The president’s party performed particularly well in the Russian speaking east of Ukraine.

Ukrainian president Viktor Yanukovich’s ruling party was on track to win Sunday’s parliamentary election as results poured in on Monday, cementing his rule more than two years after he won a hotly contested election against former prime minister Yulia Tymoshenko.

Despite allegations of voter fraud, the governing Party of the Regions, which is particularly strong in the Russian-speaking east of the country, had secured 36 percent of the votes with a third of all votes counted, roughly corresponding with preelection polls and its performance in 2007’s election.

In the western Galician provinces of Ukraine, which used to be part of the Austro-Hungarian Empire, the nationalist Svoboda party, comparable in ideology to the ruling national conservative Fidesz party in Hungary, cleared the 5 percent election threshold. In the rest of the country, the main opposition liberals, led by former boxing champion Vitali Klitschko, performed well although they came in fourth nationwide.

The introduction of a first-past-the-post voting system may enable the ruling party to secure an absolute majority in the new parliament. It previously governed in coalition with the communists and other conservative parties.
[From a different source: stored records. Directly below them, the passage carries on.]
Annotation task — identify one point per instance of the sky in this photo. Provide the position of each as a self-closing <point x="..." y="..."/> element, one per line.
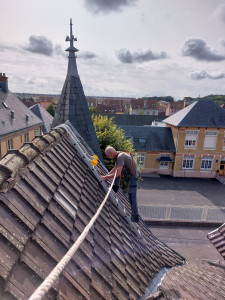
<point x="127" y="48"/>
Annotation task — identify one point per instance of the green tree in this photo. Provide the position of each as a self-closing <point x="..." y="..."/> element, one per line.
<point x="93" y="110"/>
<point x="109" y="134"/>
<point x="50" y="109"/>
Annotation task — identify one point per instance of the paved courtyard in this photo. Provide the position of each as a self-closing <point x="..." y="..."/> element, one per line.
<point x="181" y="199"/>
<point x="178" y="200"/>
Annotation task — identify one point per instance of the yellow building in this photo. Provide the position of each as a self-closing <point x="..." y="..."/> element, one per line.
<point x="18" y="124"/>
<point x="155" y="148"/>
<point x="199" y="137"/>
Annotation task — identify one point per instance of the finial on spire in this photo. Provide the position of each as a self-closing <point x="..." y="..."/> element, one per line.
<point x="71" y="39"/>
<point x="72" y="65"/>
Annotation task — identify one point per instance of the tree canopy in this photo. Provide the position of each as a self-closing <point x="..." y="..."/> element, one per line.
<point x="50" y="109"/>
<point x="109" y="134"/>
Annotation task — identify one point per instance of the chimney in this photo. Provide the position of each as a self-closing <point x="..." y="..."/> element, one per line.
<point x="4" y="83"/>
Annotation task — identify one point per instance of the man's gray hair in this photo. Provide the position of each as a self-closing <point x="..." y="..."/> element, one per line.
<point x="109" y="150"/>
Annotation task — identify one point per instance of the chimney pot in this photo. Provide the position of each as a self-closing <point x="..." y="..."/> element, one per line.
<point x="4" y="83"/>
<point x="12" y="114"/>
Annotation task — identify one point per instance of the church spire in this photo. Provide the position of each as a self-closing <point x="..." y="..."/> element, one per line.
<point x="72" y="65"/>
<point x="73" y="105"/>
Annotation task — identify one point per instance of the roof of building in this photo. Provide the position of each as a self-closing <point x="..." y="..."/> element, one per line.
<point x="72" y="104"/>
<point x="8" y="124"/>
<point x="42" y="114"/>
<point x="144" y="104"/>
<point x="176" y="105"/>
<point x="199" y="114"/>
<point x="135" y="120"/>
<point x="194" y="282"/>
<point x="217" y="238"/>
<point x="147" y="138"/>
<point x="49" y="193"/>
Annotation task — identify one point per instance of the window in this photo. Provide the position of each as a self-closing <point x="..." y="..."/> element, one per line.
<point x="224" y="142"/>
<point x="141" y="159"/>
<point x="37" y="132"/>
<point x="26" y="137"/>
<point x="210" y="139"/>
<point x="188" y="162"/>
<point x="142" y="140"/>
<point x="206" y="163"/>
<point x="164" y="165"/>
<point x="10" y="144"/>
<point x="191" y="139"/>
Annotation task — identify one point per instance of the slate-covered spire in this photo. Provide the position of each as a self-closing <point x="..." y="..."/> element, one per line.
<point x="72" y="105"/>
<point x="72" y="65"/>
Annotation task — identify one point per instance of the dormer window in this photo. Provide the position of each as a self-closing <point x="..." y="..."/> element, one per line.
<point x="191" y="139"/>
<point x="142" y="140"/>
<point x="210" y="140"/>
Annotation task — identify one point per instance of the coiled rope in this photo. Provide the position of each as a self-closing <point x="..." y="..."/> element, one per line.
<point x="51" y="278"/>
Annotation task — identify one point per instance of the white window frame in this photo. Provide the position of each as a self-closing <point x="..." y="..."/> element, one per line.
<point x="188" y="162"/>
<point x="191" y="139"/>
<point x="223" y="142"/>
<point x="141" y="160"/>
<point x="164" y="165"/>
<point x="212" y="134"/>
<point x="37" y="132"/>
<point x="9" y="144"/>
<point x="142" y="140"/>
<point x="206" y="163"/>
<point x="26" y="137"/>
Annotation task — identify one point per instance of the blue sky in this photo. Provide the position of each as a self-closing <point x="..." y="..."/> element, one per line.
<point x="128" y="48"/>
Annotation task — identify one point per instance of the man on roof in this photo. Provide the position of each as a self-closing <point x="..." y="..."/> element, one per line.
<point x="125" y="165"/>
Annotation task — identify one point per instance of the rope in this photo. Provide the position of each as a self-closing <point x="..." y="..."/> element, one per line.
<point x="48" y="282"/>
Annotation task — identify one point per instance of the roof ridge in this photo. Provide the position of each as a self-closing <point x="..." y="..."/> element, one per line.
<point x="15" y="160"/>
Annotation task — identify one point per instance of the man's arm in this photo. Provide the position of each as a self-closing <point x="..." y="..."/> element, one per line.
<point x="112" y="173"/>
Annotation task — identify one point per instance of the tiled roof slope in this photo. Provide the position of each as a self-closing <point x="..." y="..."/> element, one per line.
<point x="217" y="238"/>
<point x="48" y="195"/>
<point x="41" y="113"/>
<point x="157" y="138"/>
<point x="199" y="114"/>
<point x="193" y="282"/>
<point x="73" y="105"/>
<point x="134" y="120"/>
<point x="8" y="103"/>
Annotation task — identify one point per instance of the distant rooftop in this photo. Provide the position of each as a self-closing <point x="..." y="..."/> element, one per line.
<point x="201" y="113"/>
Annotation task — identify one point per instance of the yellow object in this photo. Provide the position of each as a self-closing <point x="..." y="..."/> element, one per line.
<point x="94" y="160"/>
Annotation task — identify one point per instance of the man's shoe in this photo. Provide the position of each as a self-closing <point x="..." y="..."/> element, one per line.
<point x="135" y="218"/>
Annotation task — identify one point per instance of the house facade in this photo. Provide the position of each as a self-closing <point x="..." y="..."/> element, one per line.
<point x="18" y="125"/>
<point x="154" y="147"/>
<point x="199" y="137"/>
<point x="191" y="145"/>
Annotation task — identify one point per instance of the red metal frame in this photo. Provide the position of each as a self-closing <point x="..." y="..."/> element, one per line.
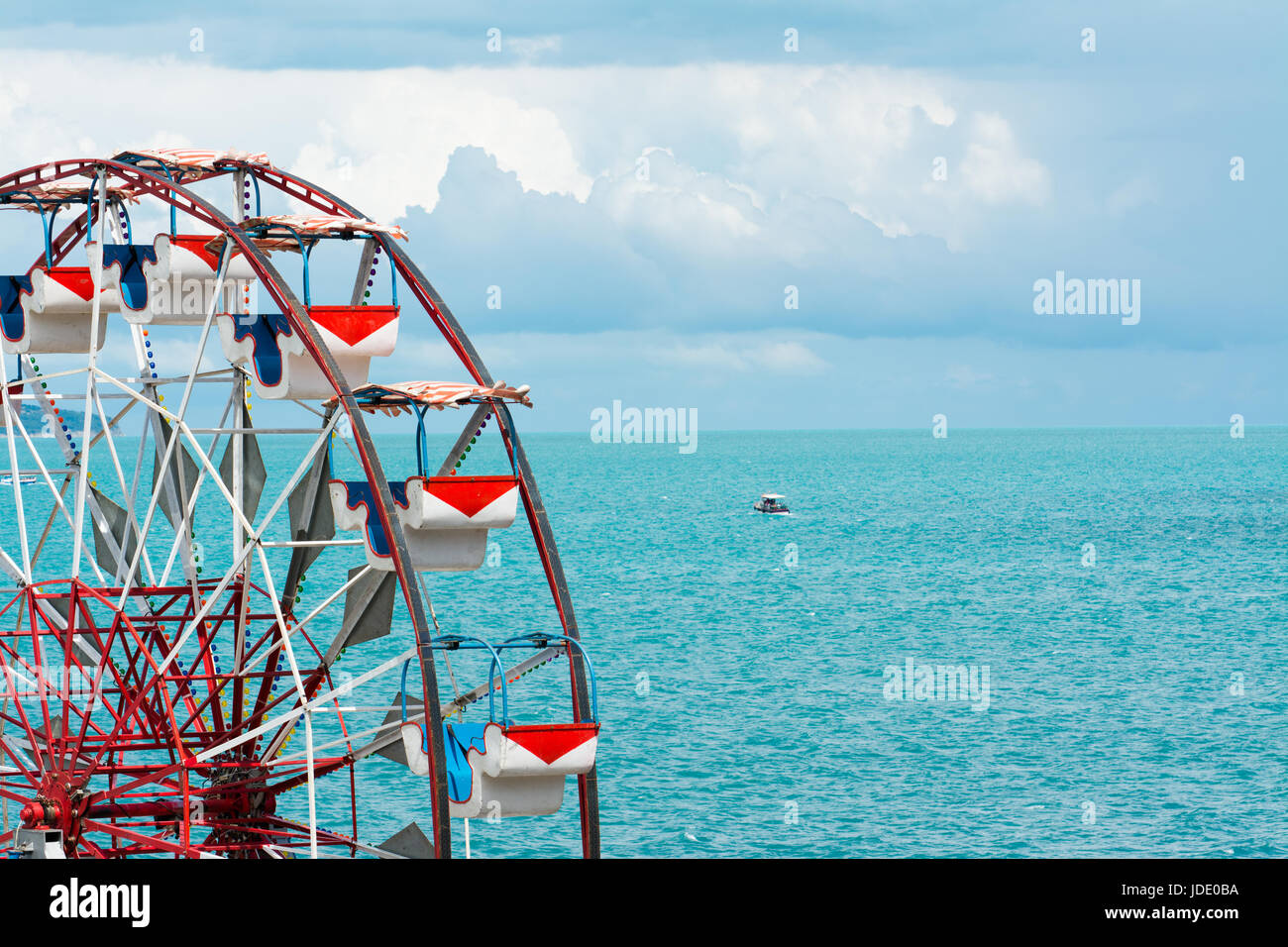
<point x="179" y="197"/>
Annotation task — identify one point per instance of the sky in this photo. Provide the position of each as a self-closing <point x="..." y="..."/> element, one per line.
<point x="782" y="215"/>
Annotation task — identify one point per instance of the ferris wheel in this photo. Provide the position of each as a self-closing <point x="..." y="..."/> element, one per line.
<point x="163" y="686"/>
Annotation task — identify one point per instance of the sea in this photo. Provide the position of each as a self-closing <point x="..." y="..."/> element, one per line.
<point x="999" y="643"/>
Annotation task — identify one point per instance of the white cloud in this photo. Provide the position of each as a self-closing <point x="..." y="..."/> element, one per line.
<point x="743" y="136"/>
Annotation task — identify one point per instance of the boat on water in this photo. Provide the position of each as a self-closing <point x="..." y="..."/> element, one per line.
<point x="771" y="502"/>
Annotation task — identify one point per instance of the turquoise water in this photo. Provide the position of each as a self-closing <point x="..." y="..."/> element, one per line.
<point x="1111" y="684"/>
<point x="1134" y="705"/>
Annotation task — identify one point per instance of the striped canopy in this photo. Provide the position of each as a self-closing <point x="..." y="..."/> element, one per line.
<point x="58" y="192"/>
<point x="201" y="158"/>
<point x="398" y="398"/>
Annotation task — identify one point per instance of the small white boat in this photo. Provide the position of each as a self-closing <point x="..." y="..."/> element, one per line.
<point x="771" y="502"/>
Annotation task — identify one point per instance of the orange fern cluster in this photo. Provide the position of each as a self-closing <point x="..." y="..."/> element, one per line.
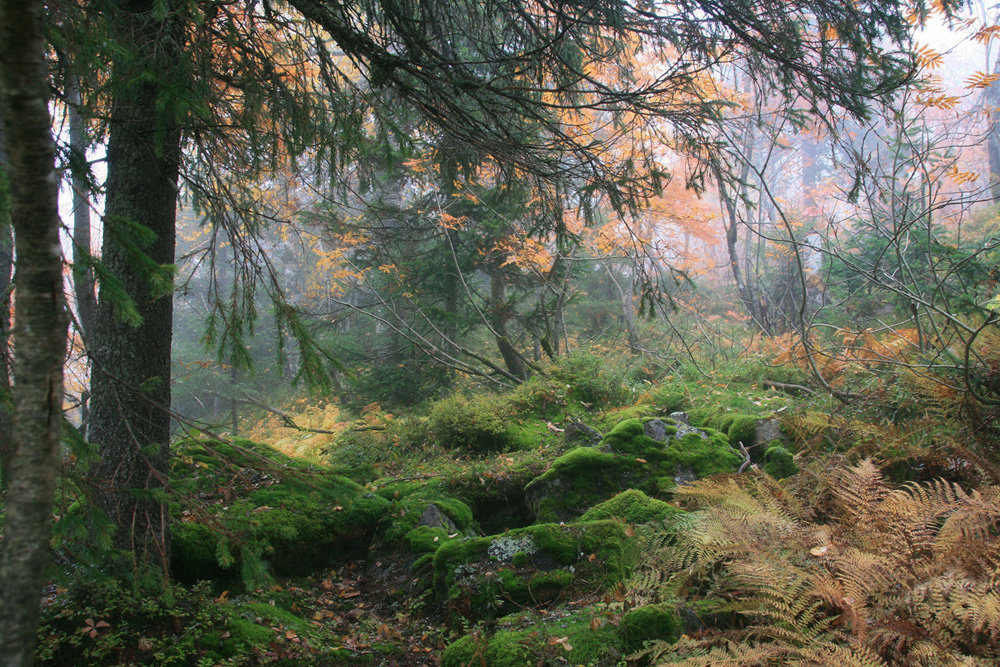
<point x="870" y="575"/>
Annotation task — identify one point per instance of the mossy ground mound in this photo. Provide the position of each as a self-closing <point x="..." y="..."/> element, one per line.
<point x="632" y="506"/>
<point x="485" y="576"/>
<point x="275" y="515"/>
<point x="530" y="639"/>
<point x="628" y="458"/>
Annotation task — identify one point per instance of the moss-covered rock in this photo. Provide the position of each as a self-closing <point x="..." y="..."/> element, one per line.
<point x="779" y="463"/>
<point x="580" y="638"/>
<point x="483" y="577"/>
<point x="419" y="514"/>
<point x="481" y="425"/>
<point x="654" y="621"/>
<point x="632" y="506"/>
<point x="742" y="428"/>
<point x="272" y="513"/>
<point x="651" y="455"/>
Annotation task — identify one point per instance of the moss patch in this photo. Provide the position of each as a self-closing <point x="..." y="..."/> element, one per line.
<point x="655" y="621"/>
<point x="632" y="506"/>
<point x="280" y="515"/>
<point x="628" y="458"/>
<point x="484" y="577"/>
<point x="778" y="462"/>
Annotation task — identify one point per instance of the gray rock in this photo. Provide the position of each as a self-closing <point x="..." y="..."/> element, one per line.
<point x="684" y="476"/>
<point x="767" y="430"/>
<point x="579" y="434"/>
<point x="432" y="516"/>
<point x="656" y="429"/>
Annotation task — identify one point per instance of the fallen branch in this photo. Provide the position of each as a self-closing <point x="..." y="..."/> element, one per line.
<point x="787" y="388"/>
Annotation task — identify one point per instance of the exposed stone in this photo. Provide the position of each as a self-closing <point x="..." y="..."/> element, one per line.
<point x="767" y="430"/>
<point x="680" y="417"/>
<point x="579" y="434"/>
<point x="433" y="517"/>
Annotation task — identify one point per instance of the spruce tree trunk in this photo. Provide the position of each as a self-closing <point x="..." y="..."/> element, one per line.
<point x="40" y="327"/>
<point x="130" y="386"/>
<point x="6" y="268"/>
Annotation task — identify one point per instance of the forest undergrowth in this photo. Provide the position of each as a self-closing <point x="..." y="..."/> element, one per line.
<point x="610" y="510"/>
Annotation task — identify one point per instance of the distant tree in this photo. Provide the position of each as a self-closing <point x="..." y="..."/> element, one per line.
<point x="498" y="75"/>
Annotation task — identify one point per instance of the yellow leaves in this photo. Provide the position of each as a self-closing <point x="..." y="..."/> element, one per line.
<point x="928" y="58"/>
<point x="937" y="100"/>
<point x="451" y="222"/>
<point x="959" y="177"/>
<point x="980" y="80"/>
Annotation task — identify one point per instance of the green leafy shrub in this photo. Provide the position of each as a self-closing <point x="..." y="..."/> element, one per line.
<point x="631" y="506"/>
<point x="272" y="513"/>
<point x="108" y="622"/>
<point x="652" y="622"/>
<point x="481" y="425"/>
<point x="779" y="463"/>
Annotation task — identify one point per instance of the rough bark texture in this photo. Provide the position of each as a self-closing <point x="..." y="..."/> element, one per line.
<point x="130" y="386"/>
<point x="500" y="315"/>
<point x="40" y="327"/>
<point x="6" y="268"/>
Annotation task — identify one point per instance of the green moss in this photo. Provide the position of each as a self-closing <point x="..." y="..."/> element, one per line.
<point x="463" y="653"/>
<point x="629" y="438"/>
<point x="743" y="428"/>
<point x="244" y="633"/>
<point x="586" y="476"/>
<point x="295" y="516"/>
<point x="632" y="506"/>
<point x="426" y="560"/>
<point x="704" y="456"/>
<point x="779" y="463"/>
<point x="424" y="539"/>
<point x="513" y="649"/>
<point x="479" y="425"/>
<point x="452" y="554"/>
<point x="536" y="639"/>
<point x="404" y="516"/>
<point x="545" y="586"/>
<point x="655" y="621"/>
<point x="668" y="398"/>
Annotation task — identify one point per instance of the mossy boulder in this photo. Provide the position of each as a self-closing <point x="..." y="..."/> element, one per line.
<point x="742" y="429"/>
<point x="651" y="455"/>
<point x="270" y="514"/>
<point x="779" y="462"/>
<point x="651" y="622"/>
<point x="482" y="577"/>
<point x="632" y="506"/>
<point x="535" y="639"/>
<point x="481" y="425"/>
Although Yanukovich is considered pro-Russian whereas Tymoshenko, who was found guilty of abuse of office and incarcerated last year, favored closer ties with the West, Sunday’s election is unlikely to user in a shift in Ukrainian foreign policy. While the Kremlin undoubtedly favors Yanukovich over the liberal opposition in its former satellite state, Russian-Ukrainian relations haven’t been as cordial in recent months.

In May, Ukraine’s prime minister Mykola Azarov urged Europe not to draw an “iron curtain” around his country after German president Joachim Gauck and other leaders had canceled a visit in protest to Tymoshenko’s ill treatment in prison. Azarov predicted that Ukraine would boost its natural gas production by as much as 25 percent over the next three years, largely thanks to shale gas extraction, thus decreasing its dependence on imports from Russia.

The Russians hold significant leverage over their neighbor as the suppliers of nearly two-thirds of the sixty billion cubic meters of gas that Ukraine consumes every year. Twice in recent years have they turned off supplies amid price disputes. Russian state oil company Transneft said in February that it was in talks with the Czech Republic and Germany to bypass Ukraine’s export infrastructure entirely. The company blamed Ukrainian siphoning of gas supplies for shortages in Europe last winter.

While policymakers in Moscow hope to pressure Ukraine into surrendering ownership of its gas transit system, even Yanukovich is reluctant to comply for fear of losing the only bargaining chip he has in the relationship.

In August, Ukraine’s government passed over Russia’s Lukoil company for a bid to develop hydrocarbon resources in the Black Sea, selecting the Western oil companies ExxonMobil and Shell instead and thus signaling a more independent policy of the Kremlin.